I wonder if AL Kennedy would rather be numb to physical pain, too, or if that is partly what makes her such a superb writer? Her new collection of essays and blogs pointed us to the "unromantic life of a writer", the life that involves crippling back pain and shoulder cramps, as well as crossing unpleasant misogynistic types on '"master class" courses (not a life at literary soirees with Martin Amis, she was quick to point out).

David Greig's writing experiences seem to have been less painful in that respect, but a recent newspaper headline misinforming the world that he was writing a musical based on Anders Breivik's massacre of young students in Norway might have exposed him to a different kind of pain. But he handled the subsequent "furore" calmly, explaining it would be a fictional story about a woman caught up in an event similar to the Norway murders, and would examine whether the impulse to understand can be as dangerous as the impulse to revenge. It would involve community choirs singing at every performance.
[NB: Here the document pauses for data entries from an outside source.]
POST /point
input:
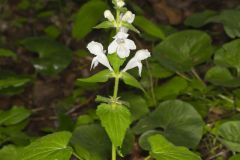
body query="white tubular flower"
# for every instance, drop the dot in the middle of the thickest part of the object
(120, 3)
(121, 45)
(97, 49)
(136, 61)
(128, 17)
(108, 14)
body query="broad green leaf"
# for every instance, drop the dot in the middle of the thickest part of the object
(162, 149)
(11, 83)
(143, 139)
(9, 152)
(50, 147)
(105, 24)
(183, 50)
(53, 56)
(149, 27)
(178, 121)
(228, 56)
(230, 26)
(91, 142)
(158, 71)
(131, 81)
(87, 17)
(138, 105)
(115, 119)
(235, 157)
(14, 115)
(7, 53)
(221, 76)
(171, 89)
(199, 19)
(228, 134)
(101, 76)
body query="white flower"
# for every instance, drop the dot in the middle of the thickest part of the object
(120, 3)
(97, 49)
(108, 14)
(121, 45)
(128, 17)
(136, 60)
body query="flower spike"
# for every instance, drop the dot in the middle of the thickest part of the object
(96, 49)
(136, 60)
(121, 45)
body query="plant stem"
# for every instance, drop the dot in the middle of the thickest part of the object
(116, 88)
(114, 155)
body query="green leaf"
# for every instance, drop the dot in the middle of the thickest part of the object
(87, 17)
(138, 105)
(228, 56)
(53, 56)
(149, 27)
(14, 115)
(105, 24)
(183, 50)
(171, 88)
(130, 26)
(91, 142)
(177, 120)
(9, 152)
(199, 19)
(228, 134)
(7, 53)
(162, 149)
(101, 76)
(131, 81)
(221, 76)
(115, 119)
(235, 157)
(50, 147)
(230, 26)
(116, 61)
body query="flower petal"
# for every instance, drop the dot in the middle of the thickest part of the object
(95, 48)
(108, 14)
(130, 44)
(123, 51)
(94, 63)
(142, 54)
(104, 61)
(112, 48)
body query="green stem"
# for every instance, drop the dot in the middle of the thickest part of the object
(116, 88)
(114, 155)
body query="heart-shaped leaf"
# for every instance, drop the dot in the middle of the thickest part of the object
(87, 17)
(50, 147)
(115, 119)
(221, 76)
(53, 56)
(229, 135)
(181, 51)
(91, 142)
(228, 56)
(162, 149)
(179, 122)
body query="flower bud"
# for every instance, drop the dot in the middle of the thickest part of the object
(120, 3)
(108, 15)
(128, 17)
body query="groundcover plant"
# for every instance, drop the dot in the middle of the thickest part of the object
(164, 92)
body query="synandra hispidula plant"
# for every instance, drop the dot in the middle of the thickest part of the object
(114, 116)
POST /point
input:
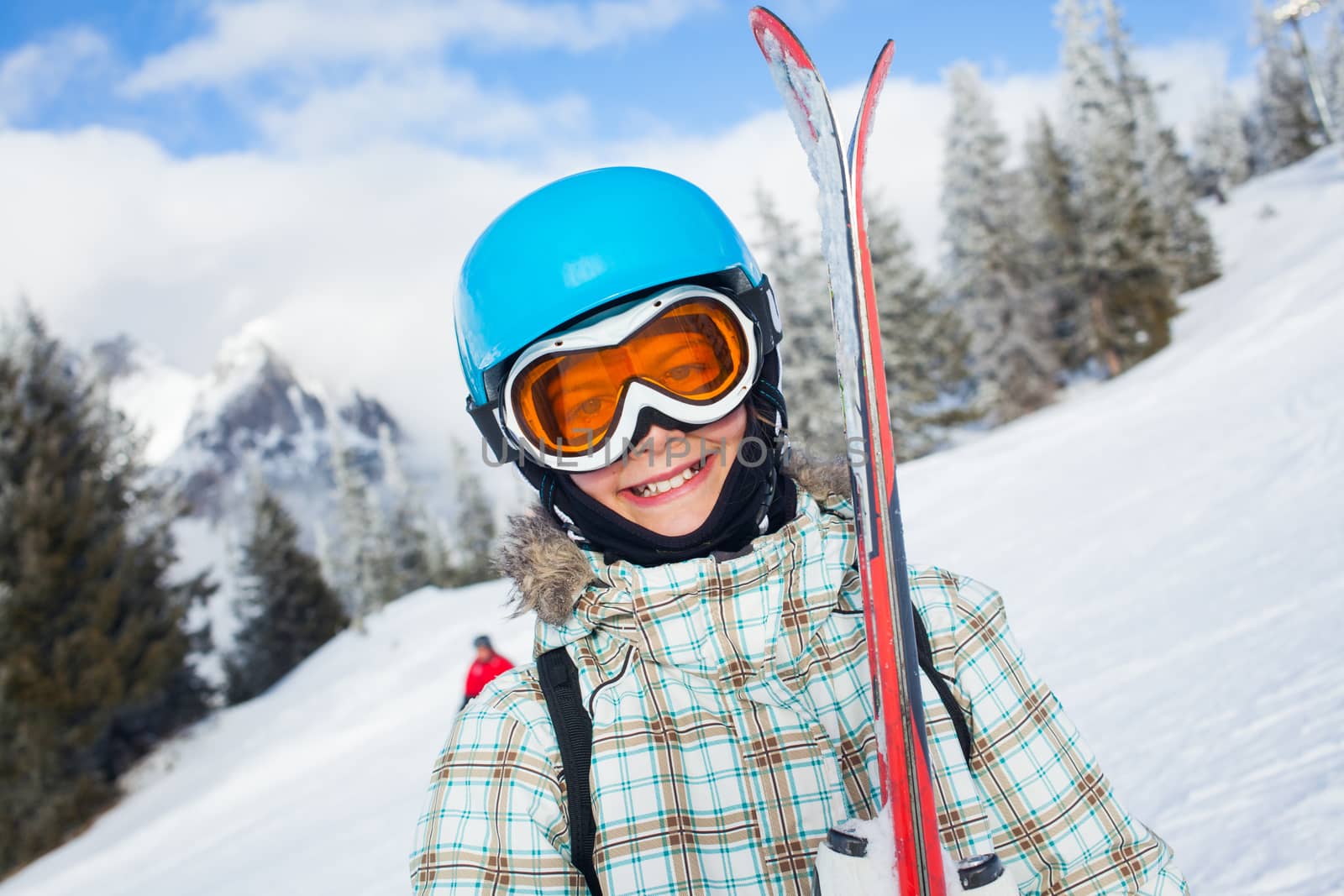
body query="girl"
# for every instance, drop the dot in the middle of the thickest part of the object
(698, 602)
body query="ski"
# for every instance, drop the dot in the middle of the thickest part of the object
(904, 752)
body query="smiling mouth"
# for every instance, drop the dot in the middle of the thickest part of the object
(672, 483)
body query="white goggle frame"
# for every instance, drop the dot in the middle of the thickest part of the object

"Had the headline said 'Breivik Oratorio' instead of 'Breivik Musical' nobody would have batted an eyelid," he said, rather ruefully. "But 'musical' supposes chorus girls ..."

James Robertson is equally keen not to be misconstrued, with his latest novel, The Professor Of Truth, bearing a close resemblance to the terror attack that brought down a plane over Lockerbie 25 years ago. It was a book he had long wanted to write, not because he wanted to understand it exactly, but because he wanted to get to the story of it some other way. "The unfinished business of Lockerbie is a stain on our legal system," he said.

He wanted to make it clear that his academic hero, Professor Tealing, is not based on Dr Jim Swire, but, as AL Kennedy was also at pains to point out, the link between the real and the fictional will always be made, whether writers like it or not.